Friday, March 2, 2007

Last Post of the Day

Really. This time I mean it.

I almost posted the followup story about the crazy astronaut lady, just because I like her mugshot and I was amused by the fact that the BBC called her diaper a "nappy", but nothing I read today can possibly be better than this. It has everything. Irony, injury, old people running into things... all that and a surprise ending too.

An old lady gets called to the DMV to retake her driver's license test to make sure it is still safe for her to drive. Of course she's going to smash into the DMV waiting room, that goes without saying. And we could probably have guessed that it would happen in Florida, that's almost a gimmie. It's the kind of thing you expect to happen in Florida, right?

But then, the comedy gods decide to smile upon us all. There's a guy there dressed as Superman when it happens. At the DMV... in his Superman costume. Of course. And the best part? He walks around the accident, but can't be bothered to try and help anyone.

Thank you! You're too kind!

7 comments:

Johnny Yen said...

So I guess it's safe to assume that she didn't pass?

Superman obviously got delayed from preventing the accident by an encounter with kryptonite or some simlar mishap.

Dale said...

Poor Superman, is he okay!? And what's he doing in Florida?

deadspot said...

You know, Brian, I always wondered why, if Brainiac is so damn smart, he didn't just stick a piece of kryptonite in a bullet and shoot Superman. I mean, the bullet is lead, so Superman can't use his X-ray vision to see the kryptonite inside, right? So Superman would have no reason to suspect that the bullet wouldn't just bounce off him, like they normally do.
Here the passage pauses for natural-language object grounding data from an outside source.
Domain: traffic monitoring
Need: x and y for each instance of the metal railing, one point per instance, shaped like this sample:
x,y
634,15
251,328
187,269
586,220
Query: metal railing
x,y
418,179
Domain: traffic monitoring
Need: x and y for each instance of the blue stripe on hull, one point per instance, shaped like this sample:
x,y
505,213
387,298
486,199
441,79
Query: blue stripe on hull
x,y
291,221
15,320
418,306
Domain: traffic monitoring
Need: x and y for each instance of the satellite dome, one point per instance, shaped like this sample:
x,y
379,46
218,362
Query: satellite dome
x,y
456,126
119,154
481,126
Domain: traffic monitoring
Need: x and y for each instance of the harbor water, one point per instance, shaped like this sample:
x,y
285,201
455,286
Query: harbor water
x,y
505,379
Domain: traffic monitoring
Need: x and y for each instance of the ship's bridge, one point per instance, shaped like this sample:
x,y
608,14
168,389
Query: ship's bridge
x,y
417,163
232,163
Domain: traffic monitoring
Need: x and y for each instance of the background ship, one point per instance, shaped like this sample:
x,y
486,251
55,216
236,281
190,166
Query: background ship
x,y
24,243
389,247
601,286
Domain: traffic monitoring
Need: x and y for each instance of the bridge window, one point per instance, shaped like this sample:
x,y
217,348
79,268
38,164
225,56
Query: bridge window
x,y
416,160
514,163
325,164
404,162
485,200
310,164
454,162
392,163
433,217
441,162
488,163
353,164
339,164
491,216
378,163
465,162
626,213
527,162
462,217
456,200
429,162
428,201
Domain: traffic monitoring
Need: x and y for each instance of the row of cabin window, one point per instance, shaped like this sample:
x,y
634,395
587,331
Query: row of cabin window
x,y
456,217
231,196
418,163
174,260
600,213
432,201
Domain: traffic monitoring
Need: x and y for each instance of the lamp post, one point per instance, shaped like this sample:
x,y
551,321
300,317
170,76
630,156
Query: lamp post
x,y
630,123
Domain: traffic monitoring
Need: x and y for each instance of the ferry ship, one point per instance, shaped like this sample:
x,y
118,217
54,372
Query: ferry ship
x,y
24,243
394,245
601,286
The kryptonite will cancel out his invulnerability and voila... dead Superman.

Did I ever mention that I hate Superman? Most boring superhero ever. He's an invulnerable goody-two shoes that can basically do anything he wants. Yawn!

Batman, on the other hand, rocks. Basically, his superpower is that he's crazy. He's not from some other planet, he didn't get bitten by a radioactive spider, he doesn't have a magic ring. He's just messed up because some dude shot his dad when he was a kid, and now he's gonna kick your ass.

Dale: Depends?

Jenny Jenny Flannery said...

I always knew Superman was a selfish bastard.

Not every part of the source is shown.